On Tue, Jan 8, 2013 at 11:51 AM, Simon Riggs si...@2ndquadrant.com wrote:
 On 8 January 2013 18:46, Josh Berkus j...@agliodbs.com wrote:
 On 1/5/13 1:21 PM, Peter Geoghegan wrote:

 On 21 December 2012 14:08, Robert Haas robertmh...@gmail.com wrote:

 I'm sure it's possible; I don't *think* it's terribly easy.

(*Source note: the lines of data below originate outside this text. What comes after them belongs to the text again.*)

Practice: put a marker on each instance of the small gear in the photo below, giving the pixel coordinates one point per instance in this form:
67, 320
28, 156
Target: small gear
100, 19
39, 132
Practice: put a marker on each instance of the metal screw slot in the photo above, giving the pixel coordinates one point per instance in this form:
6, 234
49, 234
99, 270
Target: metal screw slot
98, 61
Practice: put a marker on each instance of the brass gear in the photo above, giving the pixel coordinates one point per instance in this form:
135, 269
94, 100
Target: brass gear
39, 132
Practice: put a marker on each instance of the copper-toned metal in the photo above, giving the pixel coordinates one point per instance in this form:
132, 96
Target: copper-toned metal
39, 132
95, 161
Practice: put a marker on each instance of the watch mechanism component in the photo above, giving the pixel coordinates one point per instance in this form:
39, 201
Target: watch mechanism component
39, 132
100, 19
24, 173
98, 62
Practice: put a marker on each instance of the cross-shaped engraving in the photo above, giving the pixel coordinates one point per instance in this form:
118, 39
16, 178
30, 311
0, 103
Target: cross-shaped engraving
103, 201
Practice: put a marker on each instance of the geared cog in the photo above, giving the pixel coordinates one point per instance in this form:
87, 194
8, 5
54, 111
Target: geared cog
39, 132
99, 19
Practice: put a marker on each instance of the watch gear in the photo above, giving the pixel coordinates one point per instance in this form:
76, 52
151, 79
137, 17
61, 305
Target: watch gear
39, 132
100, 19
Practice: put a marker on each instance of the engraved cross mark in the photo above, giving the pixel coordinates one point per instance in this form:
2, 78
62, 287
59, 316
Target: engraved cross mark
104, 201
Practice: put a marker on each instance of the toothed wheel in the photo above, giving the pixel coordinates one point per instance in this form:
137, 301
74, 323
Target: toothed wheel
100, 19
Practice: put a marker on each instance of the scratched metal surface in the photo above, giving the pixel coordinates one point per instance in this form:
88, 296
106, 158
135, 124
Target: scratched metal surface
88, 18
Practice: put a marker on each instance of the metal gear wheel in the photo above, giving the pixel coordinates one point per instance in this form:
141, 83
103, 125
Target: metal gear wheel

 I'm inclined to agree that this isn't a terribly pressing issue.
 Certainly, the need to introduce a bunch of new infrastructure to
 detect this case seems hard to justify.


 Impossible to justify, I'd say.

 Does anyone have any objections to my adding this to the TODO list, in case
 some clever GSOC student comes up with a way to do it *without* adding a
 bunch of infrastructure?

 Daniel already did object

To briefly reiterate my objection, I observed that one may want to
enter a case of cyclicality on a temporary basis -- to assist with
some intermediate states in remastering, and it'd be nice if Postgres
didn't try to get in the way of that.

I would like to have enough reporting to be able to write tools that
detect cyclicity and other configuration error, and I think that may
exist already in recovery.conf/its successor in postgresql.conf.  A
notable problem here is that UDFs, by their mechanical nature, don't
quite cover all the use cases, as they require the server to be
running and available for hot standby to run.  It seems like reading
recovery.conf or its successor is probably the best option here.

--
fdr


-- 
Sent via pgsql-hackers mailing list (pgsql-hackers@postgresql.org)
To make changes to your subscription:
http://www.postgresql.org/mailpref/pgsql-hackers

Re: [HACKERS] Cascading replication: should we detect/prevent cycles?

2013-01-08 Thread Josh Berkus

Daniel,


 To briefly reiterate my objection, I observed that one may want to
 enter a case of cyclicality on a temporary basis -- to assist with
 some intermediate states in remastering, and it'd be nice if Postgres
 didn't try to get in the way of that.

I don't think it *should* fail.  I think it should write a WARNING to
the logs, to make it easy to debug if the cycle was created accidentally.

 I would like to have enough reporting to be able to write tools that
 detect cyclicity and other configuration error, and I think that may
 exist already in recovery.conf/its successor in postgresql.conf.  A
 notable problem here is that UDFs, by their mechanical nature, don't
 quite cover all the use cases, as they require the server to be
 running and available for hot standby to run.  It seems like reading
 recovery.conf or its successor is probably the best option here.

Well, pg_conninfo will still be in postgresql.conf.  But that doesn't
help you if you're playing fast and loose with virtual IP addresses ...
and arguably, people using Virtual IPs are more likely to accidentally
create a cycle.

Anyway, I'm not saying we solve this now.  I'm saying, put it on the
TODO list in case someone has time/an itch to scratch.

-- 
Josh Berkus
PostgreSQL Experts Inc.
http://pgexperts.com


-- 
Sent via pgsql-hackers mailing list (pgsql-hackers@postgresql.org)
To make changes to your subscription:
http://www.postgresql.org/mailpref/pgsql-hackers

Re: [HACKERS] Cascading replication: should we detect/prevent cycles?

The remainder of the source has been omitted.